Reis também se disse surpresa com o arquivamento de seu projeto sobre o Estatuto da Criança e do Adolescente (ECA) nas escolas. “Esse projeto foi arquivado pela Comissão de Justiça e Legislação sob a alegação de que não abordamos o impacto financeiro. Na prática, esse projeto é uma reestruturação de currículo nas escolas municipais, que é essencial para que nós possamos garantir que as crianças e adolescentes conheçam seus direitos e deveres e possam também atuar junto com o conjunto da sociedade no combate ao abuso e exploração sexual”, explicou.

Josias Higino (PSD) pediu registro nos anais da Casa de matéria publicada no jornal O Liberal, edição de 13.08.2025, sob o título “SBP exige regras contra abuso de crianças” e parabenizou o Congresso Nacional pela apreciação do projeto de lei 2628/2022, já aprovado no Senado Federal, que dispõe sobre a proteção de crianças e adolescentes em ambientes digitais.

Marinor Brito (PSOL) lembrou que a Câmara Municipal de Belém já foi palco de uma CPI sobre abuso e exploração sexual de crianças e adolescentes, em 2005, que resultou na produção de um relatório detalhado e de um livro mostrando rotas desse tipo de exploração em Belém e desta cidade para o exterior.  “Mostramos os pontos e pesquisas que denunciavam a incidência dessa violação de direitos em todos os bairros”, disse a vereadora, salientando que desde aquela época já “estavam na mesa” dados e detalhes sórdidos de casos como o de uma criança de seis meses sendo abusada na frente de uma câmera para venda da filmagem ou de crianças imobilizadas pelos próprios pais para sofrer abusos sexuais filmados.
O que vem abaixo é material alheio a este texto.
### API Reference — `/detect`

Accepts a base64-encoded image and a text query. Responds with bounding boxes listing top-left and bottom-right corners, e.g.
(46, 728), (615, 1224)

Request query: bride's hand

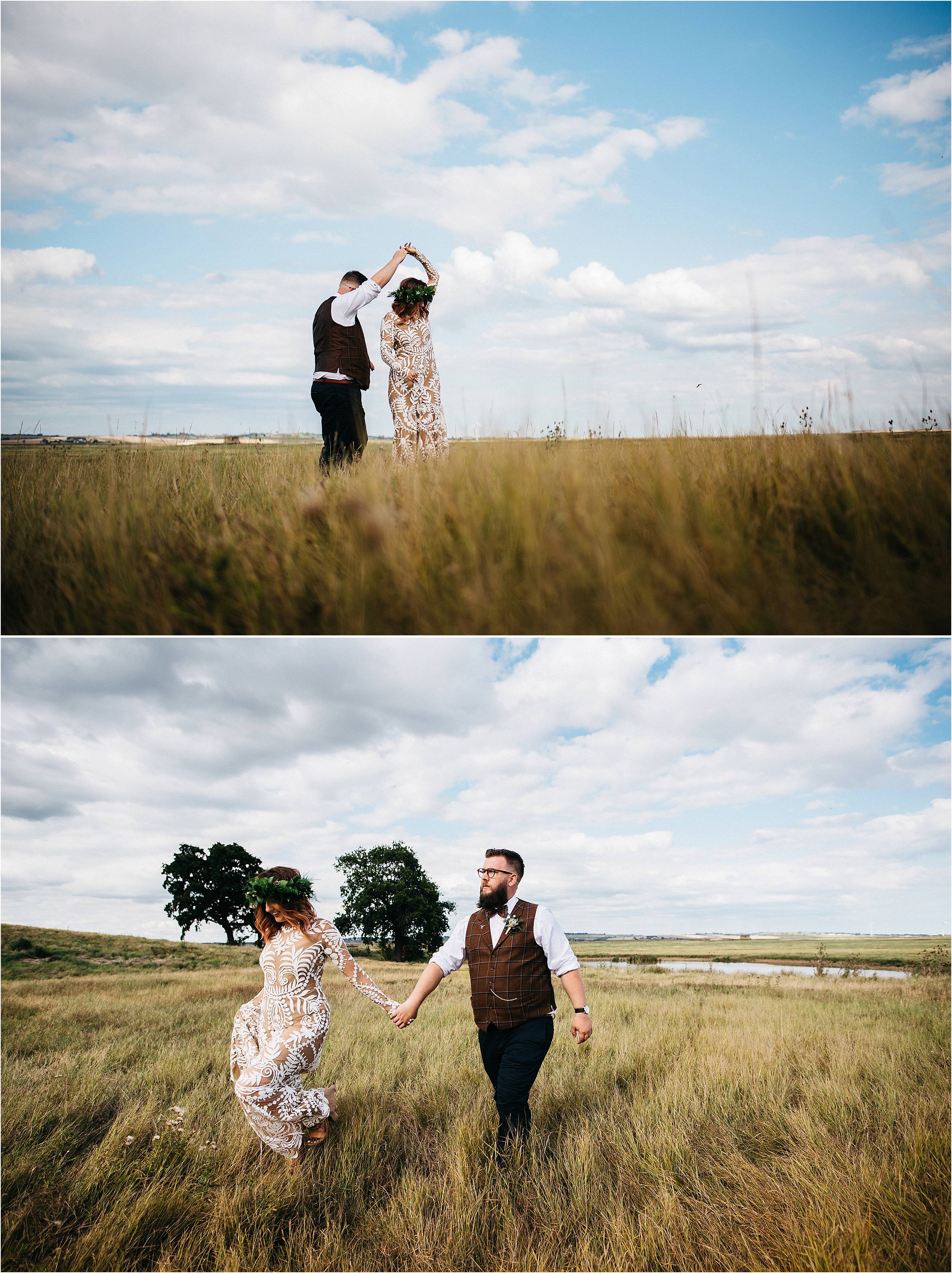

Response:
(390, 1003), (416, 1030)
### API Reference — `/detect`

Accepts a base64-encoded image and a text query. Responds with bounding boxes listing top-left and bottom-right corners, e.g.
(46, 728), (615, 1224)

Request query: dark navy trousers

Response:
(480, 1016), (555, 1152)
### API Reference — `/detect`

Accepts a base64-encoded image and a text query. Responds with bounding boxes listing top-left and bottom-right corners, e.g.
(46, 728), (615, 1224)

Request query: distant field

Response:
(3, 433), (949, 634)
(0, 924), (260, 980)
(572, 937), (951, 968)
(0, 924), (949, 980)
(3, 952), (949, 1273)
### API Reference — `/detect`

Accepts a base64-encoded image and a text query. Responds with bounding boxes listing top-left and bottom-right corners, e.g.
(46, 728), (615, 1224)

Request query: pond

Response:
(581, 959), (910, 979)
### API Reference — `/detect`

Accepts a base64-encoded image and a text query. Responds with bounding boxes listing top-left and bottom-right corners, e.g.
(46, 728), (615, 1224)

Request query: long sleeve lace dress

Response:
(380, 252), (449, 462)
(230, 919), (397, 1158)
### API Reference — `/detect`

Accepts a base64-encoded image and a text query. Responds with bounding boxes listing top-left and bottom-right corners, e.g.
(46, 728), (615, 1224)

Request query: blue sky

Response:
(4, 0), (948, 434)
(3, 638), (949, 939)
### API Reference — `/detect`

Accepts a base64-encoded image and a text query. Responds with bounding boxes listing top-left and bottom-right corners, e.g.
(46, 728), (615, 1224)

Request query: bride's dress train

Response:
(380, 252), (449, 462)
(230, 919), (397, 1158)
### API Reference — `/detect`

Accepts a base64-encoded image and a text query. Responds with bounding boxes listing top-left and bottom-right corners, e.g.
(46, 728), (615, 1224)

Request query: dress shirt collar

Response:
(490, 892), (519, 919)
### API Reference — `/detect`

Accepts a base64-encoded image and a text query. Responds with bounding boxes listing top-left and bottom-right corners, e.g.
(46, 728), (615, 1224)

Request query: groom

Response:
(391, 849), (592, 1157)
(311, 247), (407, 472)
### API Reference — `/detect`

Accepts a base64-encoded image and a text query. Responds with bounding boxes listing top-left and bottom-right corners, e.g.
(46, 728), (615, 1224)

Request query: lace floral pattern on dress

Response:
(230, 919), (397, 1158)
(380, 252), (449, 463)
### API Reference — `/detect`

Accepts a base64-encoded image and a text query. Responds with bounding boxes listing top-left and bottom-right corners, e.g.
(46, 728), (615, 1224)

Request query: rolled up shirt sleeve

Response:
(430, 915), (471, 976)
(331, 279), (383, 327)
(532, 907), (581, 976)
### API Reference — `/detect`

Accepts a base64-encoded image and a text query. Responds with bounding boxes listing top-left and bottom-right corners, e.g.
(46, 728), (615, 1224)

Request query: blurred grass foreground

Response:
(3, 433), (949, 634)
(3, 928), (949, 1270)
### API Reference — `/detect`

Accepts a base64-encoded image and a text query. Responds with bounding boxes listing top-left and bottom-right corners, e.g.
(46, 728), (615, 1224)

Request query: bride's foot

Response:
(324, 1083), (337, 1123)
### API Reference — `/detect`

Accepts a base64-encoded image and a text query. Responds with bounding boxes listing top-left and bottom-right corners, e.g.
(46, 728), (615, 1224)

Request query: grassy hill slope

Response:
(0, 924), (258, 979)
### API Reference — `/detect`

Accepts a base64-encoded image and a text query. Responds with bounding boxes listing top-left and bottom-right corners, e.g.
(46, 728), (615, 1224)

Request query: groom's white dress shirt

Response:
(430, 894), (580, 976)
(315, 279), (383, 381)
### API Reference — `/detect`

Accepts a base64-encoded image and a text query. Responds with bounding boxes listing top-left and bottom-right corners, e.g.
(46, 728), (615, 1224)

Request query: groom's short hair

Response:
(486, 849), (526, 880)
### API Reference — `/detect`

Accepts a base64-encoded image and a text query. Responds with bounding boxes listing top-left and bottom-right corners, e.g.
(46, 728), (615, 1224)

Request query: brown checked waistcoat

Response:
(313, 297), (371, 390)
(466, 897), (555, 1030)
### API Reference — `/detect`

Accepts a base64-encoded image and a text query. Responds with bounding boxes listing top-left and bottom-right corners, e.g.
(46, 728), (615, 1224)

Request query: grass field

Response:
(3, 929), (949, 1270)
(3, 433), (949, 634)
(0, 924), (949, 980)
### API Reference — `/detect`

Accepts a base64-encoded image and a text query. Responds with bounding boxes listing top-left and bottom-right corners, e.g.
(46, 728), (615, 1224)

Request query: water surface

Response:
(581, 959), (909, 979)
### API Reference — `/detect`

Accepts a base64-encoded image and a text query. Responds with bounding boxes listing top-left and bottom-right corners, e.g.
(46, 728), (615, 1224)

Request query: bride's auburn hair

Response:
(254, 867), (316, 942)
(393, 301), (430, 322)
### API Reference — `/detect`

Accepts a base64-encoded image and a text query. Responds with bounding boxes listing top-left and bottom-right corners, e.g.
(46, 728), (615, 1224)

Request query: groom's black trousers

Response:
(311, 381), (367, 470)
(480, 1016), (555, 1151)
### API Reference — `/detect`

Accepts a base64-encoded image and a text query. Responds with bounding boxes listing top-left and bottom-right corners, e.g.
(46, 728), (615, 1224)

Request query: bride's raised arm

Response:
(407, 247), (439, 288)
(313, 919), (398, 1012)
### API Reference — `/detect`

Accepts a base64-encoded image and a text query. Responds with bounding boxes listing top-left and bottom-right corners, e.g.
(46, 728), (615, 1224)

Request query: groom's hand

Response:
(390, 1003), (416, 1030)
(572, 1012), (592, 1043)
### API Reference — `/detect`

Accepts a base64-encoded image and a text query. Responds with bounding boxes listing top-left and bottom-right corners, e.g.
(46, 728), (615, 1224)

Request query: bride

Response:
(380, 243), (449, 462)
(230, 867), (398, 1166)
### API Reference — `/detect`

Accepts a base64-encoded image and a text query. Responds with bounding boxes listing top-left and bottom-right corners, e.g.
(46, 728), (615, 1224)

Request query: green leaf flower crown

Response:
(387, 279), (436, 305)
(244, 876), (315, 907)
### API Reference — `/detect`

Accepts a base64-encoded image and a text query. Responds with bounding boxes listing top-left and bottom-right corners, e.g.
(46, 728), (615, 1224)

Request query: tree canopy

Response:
(334, 840), (456, 961)
(161, 841), (261, 946)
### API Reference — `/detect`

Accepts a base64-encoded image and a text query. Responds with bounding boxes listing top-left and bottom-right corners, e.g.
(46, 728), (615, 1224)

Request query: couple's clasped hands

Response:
(390, 999), (416, 1030)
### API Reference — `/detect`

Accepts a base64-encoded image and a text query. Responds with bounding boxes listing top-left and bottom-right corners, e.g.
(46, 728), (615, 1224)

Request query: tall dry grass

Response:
(3, 963), (949, 1270)
(3, 434), (949, 634)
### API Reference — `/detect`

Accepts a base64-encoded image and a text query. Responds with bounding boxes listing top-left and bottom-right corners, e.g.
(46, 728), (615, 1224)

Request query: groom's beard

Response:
(480, 880), (509, 910)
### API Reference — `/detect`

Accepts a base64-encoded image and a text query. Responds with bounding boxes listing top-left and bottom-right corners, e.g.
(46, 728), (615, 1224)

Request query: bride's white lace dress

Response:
(230, 919), (397, 1158)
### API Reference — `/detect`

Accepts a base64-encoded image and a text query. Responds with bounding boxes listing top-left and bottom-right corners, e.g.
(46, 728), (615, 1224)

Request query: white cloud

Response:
(840, 62), (949, 125)
(4, 638), (948, 931)
(4, 3), (704, 242)
(4, 230), (948, 433)
(3, 208), (62, 234)
(291, 230), (347, 243)
(886, 32), (949, 61)
(0, 247), (96, 285)
(878, 163), (952, 196)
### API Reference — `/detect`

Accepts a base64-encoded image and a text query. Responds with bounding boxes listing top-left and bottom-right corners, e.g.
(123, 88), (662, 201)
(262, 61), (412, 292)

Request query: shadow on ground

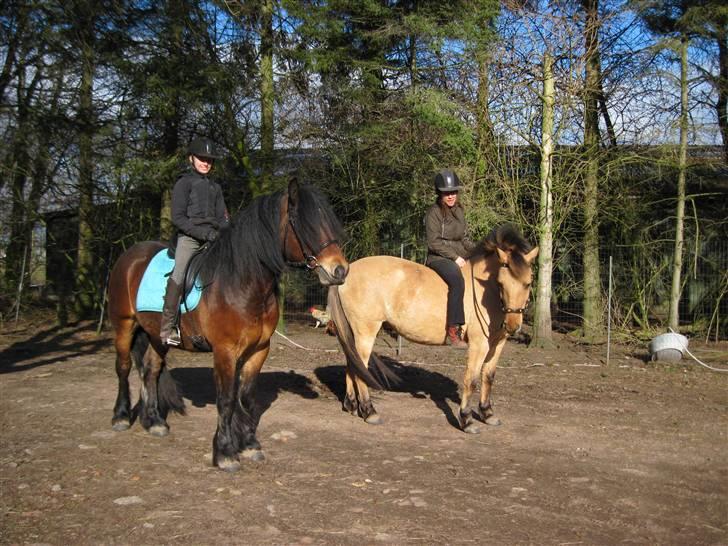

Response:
(314, 356), (460, 428)
(171, 367), (319, 421)
(0, 323), (109, 374)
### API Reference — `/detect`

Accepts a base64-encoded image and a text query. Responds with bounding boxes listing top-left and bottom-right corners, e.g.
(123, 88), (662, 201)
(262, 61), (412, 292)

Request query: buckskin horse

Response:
(109, 179), (366, 471)
(328, 225), (538, 433)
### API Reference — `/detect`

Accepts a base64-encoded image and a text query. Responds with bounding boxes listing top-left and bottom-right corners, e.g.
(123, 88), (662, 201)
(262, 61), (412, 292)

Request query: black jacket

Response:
(172, 170), (228, 241)
(425, 203), (476, 264)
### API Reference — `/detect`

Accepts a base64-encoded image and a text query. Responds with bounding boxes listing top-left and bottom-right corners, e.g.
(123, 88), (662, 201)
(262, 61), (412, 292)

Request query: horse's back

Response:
(109, 241), (166, 323)
(339, 256), (447, 343)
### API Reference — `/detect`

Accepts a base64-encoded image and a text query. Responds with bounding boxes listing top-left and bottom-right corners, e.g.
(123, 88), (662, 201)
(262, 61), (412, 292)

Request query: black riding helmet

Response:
(435, 169), (460, 191)
(187, 137), (222, 159)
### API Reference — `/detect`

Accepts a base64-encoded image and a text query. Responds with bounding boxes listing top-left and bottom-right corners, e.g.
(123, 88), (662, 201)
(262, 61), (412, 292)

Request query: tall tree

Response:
(643, 0), (721, 331)
(582, 0), (604, 339)
(532, 49), (555, 347)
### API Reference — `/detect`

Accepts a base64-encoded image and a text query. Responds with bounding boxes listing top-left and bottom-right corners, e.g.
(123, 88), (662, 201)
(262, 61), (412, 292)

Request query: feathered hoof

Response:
(463, 423), (480, 434)
(217, 457), (240, 472)
(111, 419), (131, 432)
(149, 425), (169, 438)
(364, 413), (384, 425)
(240, 449), (265, 463)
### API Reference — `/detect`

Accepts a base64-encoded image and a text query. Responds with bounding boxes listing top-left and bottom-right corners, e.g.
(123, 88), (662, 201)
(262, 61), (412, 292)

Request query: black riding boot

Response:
(159, 277), (182, 346)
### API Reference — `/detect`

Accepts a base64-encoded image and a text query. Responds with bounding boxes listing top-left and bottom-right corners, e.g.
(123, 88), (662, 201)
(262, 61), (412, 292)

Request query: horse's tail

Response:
(328, 286), (398, 389)
(131, 328), (185, 416)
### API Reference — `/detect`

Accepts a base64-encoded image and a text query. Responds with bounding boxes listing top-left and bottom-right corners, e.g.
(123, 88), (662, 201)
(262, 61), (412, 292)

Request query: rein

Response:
(501, 264), (531, 315)
(470, 256), (530, 336)
(283, 209), (338, 271)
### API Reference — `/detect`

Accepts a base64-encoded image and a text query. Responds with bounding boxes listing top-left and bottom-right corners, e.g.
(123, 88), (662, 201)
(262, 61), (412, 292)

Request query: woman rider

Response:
(425, 169), (475, 349)
(159, 138), (229, 345)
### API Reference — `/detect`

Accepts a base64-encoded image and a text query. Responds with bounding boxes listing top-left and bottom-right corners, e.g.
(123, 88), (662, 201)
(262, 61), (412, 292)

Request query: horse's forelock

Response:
(483, 224), (533, 279)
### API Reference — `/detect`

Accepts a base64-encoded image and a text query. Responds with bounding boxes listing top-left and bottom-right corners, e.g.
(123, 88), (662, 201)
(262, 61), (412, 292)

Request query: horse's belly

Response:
(339, 257), (447, 345)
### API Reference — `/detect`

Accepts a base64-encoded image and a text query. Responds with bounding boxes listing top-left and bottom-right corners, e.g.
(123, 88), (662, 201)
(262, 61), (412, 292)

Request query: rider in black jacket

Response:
(159, 138), (229, 345)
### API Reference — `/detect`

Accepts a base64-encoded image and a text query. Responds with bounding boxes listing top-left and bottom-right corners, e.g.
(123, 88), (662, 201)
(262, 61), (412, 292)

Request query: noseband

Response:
(283, 209), (338, 271)
(501, 263), (531, 315)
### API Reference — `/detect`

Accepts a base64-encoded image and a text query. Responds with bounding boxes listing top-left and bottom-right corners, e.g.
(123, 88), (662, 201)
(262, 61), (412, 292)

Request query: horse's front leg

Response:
(458, 338), (489, 434)
(233, 343), (270, 461)
(478, 337), (506, 425)
(111, 320), (134, 431)
(341, 362), (359, 415)
(139, 345), (169, 437)
(212, 345), (240, 472)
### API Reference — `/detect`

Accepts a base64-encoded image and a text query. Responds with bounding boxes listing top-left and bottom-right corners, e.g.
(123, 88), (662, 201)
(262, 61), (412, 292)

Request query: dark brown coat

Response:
(425, 203), (475, 264)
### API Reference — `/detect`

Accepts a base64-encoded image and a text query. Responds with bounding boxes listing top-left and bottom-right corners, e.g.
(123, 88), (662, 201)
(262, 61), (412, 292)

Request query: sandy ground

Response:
(0, 316), (728, 545)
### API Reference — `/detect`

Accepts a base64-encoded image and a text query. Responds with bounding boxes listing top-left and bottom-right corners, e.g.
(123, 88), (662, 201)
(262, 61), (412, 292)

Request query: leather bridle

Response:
(283, 209), (338, 271)
(501, 263), (531, 315)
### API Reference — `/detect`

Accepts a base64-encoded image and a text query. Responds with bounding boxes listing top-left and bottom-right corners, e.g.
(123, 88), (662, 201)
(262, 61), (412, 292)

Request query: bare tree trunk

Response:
(531, 51), (555, 347)
(716, 28), (728, 164)
(3, 70), (31, 292)
(259, 0), (275, 192)
(668, 36), (688, 332)
(582, 0), (604, 339)
(159, 112), (181, 241)
(75, 16), (95, 317)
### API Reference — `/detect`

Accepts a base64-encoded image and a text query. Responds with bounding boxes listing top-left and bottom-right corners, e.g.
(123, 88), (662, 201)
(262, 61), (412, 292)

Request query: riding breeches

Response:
(427, 259), (465, 326)
(170, 233), (202, 286)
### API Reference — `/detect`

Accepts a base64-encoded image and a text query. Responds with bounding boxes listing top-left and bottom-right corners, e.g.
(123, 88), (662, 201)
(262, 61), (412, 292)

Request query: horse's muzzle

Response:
(316, 265), (349, 286)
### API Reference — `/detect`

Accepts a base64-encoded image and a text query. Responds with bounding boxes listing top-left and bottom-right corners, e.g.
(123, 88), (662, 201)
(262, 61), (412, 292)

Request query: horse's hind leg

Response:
(233, 345), (270, 461)
(139, 344), (169, 437)
(347, 330), (382, 425)
(478, 338), (506, 425)
(111, 319), (134, 431)
(212, 346), (240, 472)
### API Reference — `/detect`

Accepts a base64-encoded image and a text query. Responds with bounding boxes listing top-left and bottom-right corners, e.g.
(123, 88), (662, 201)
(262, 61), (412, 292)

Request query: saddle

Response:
(136, 246), (207, 313)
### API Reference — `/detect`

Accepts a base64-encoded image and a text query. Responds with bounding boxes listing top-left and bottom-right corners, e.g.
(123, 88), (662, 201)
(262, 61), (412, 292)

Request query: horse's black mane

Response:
(476, 224), (533, 276)
(199, 184), (343, 291)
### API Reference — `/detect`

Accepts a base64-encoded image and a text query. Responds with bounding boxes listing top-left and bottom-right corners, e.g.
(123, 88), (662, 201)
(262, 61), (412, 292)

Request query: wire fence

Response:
(284, 239), (728, 341)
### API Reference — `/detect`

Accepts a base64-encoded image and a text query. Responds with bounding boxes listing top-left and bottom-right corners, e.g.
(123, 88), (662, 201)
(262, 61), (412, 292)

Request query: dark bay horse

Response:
(109, 180), (362, 471)
(328, 226), (538, 433)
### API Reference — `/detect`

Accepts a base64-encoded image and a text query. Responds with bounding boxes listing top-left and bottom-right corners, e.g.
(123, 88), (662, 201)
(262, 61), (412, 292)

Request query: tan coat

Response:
(425, 203), (476, 264)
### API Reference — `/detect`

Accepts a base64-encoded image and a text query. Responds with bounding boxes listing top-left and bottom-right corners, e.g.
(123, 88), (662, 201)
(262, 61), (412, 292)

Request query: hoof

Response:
(341, 397), (356, 415)
(463, 423), (480, 434)
(111, 419), (131, 432)
(149, 425), (169, 438)
(364, 413), (384, 425)
(217, 457), (240, 472)
(241, 449), (265, 463)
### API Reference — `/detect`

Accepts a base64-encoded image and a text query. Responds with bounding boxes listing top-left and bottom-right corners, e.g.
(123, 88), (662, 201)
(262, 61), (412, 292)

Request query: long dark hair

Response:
(199, 184), (344, 292)
(435, 190), (465, 218)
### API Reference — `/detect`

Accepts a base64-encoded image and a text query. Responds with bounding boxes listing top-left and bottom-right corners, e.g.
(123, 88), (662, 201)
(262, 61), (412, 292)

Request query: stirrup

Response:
(164, 326), (182, 347)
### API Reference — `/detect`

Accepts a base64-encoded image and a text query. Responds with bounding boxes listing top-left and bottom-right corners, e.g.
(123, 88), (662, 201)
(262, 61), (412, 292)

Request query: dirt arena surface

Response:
(0, 316), (728, 545)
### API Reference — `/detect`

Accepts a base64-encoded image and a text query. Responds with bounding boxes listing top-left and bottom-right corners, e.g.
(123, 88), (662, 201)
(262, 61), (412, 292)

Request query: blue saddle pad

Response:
(137, 248), (202, 313)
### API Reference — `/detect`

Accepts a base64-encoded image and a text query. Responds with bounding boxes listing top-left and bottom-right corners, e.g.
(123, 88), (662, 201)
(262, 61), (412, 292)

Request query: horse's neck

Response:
(463, 254), (500, 284)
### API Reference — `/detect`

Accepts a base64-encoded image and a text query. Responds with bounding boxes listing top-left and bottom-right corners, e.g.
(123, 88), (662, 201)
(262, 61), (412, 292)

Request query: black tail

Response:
(328, 286), (399, 389)
(131, 328), (186, 417)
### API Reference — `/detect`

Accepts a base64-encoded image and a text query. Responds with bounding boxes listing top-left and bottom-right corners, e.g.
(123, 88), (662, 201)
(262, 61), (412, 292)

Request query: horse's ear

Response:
(495, 246), (510, 264)
(288, 176), (298, 210)
(523, 247), (538, 263)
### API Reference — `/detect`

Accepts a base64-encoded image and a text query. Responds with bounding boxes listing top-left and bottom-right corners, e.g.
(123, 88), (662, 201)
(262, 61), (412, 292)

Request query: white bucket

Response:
(649, 332), (688, 362)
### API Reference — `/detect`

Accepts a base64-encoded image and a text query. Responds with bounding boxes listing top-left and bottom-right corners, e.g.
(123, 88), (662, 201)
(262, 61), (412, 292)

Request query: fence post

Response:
(15, 245), (28, 328)
(607, 255), (612, 366)
(397, 243), (404, 356)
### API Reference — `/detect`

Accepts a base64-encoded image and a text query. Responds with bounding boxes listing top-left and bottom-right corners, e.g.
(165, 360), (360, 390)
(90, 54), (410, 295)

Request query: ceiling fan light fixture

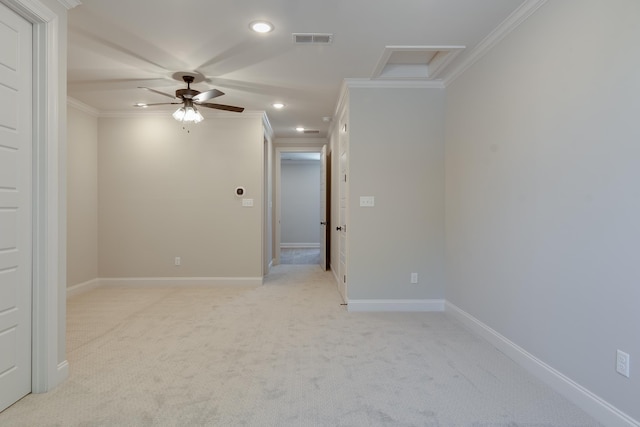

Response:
(249, 21), (273, 34)
(173, 105), (204, 123)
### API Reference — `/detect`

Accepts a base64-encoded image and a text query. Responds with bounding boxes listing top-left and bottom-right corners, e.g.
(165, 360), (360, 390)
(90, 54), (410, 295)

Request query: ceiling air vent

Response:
(293, 33), (333, 44)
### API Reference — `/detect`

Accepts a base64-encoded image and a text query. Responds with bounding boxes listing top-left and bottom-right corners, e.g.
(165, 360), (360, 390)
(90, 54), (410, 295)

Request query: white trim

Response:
(347, 299), (445, 312)
(99, 277), (263, 286)
(443, 0), (547, 86)
(67, 96), (100, 117)
(98, 107), (265, 120)
(262, 111), (273, 140)
(58, 0), (82, 10)
(67, 279), (101, 299)
(445, 301), (640, 427)
(2, 0), (69, 393)
(280, 243), (320, 249)
(273, 147), (326, 265)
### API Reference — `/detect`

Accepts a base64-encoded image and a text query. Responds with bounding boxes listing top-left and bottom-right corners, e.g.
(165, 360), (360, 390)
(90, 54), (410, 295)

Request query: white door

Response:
(320, 145), (328, 270)
(0, 4), (32, 410)
(336, 120), (349, 302)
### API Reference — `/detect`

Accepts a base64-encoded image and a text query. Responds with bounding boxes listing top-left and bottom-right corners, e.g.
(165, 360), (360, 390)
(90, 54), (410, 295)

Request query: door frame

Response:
(273, 144), (327, 265)
(0, 0), (69, 393)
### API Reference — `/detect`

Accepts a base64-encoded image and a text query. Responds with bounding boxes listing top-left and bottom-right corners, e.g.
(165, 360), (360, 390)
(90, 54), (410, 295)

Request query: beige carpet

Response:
(0, 265), (598, 427)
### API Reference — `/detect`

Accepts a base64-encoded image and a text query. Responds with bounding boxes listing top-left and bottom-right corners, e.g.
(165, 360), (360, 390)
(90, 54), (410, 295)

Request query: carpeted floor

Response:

“É muito difícil enfrentar essa rede de criminosos neste país. Mas este alerta precisa ser dado e ninguém pode cruzar os braços. Acabamos de ver o ex-deputado Seffer condenado na justiça federal, por crime de pedofilia, e ele está solto! As OS dele estão ganhando licitações em várias esferas do estado. Esse tipo de crime está naturalizado, aqui e na Assembleia Legislativa. Ninguém quer se comprometer. Porque é o deputado, porque é o vereador, porque é o pastor, porque é o padre, porque é o pai, porque é um amigo, porque é o vizinho!”, protestou. Finalizou desejando que “a classe política levante a bunda da cadeira e ajude a combater os crimes sexuais contra crianças e adolescentes”.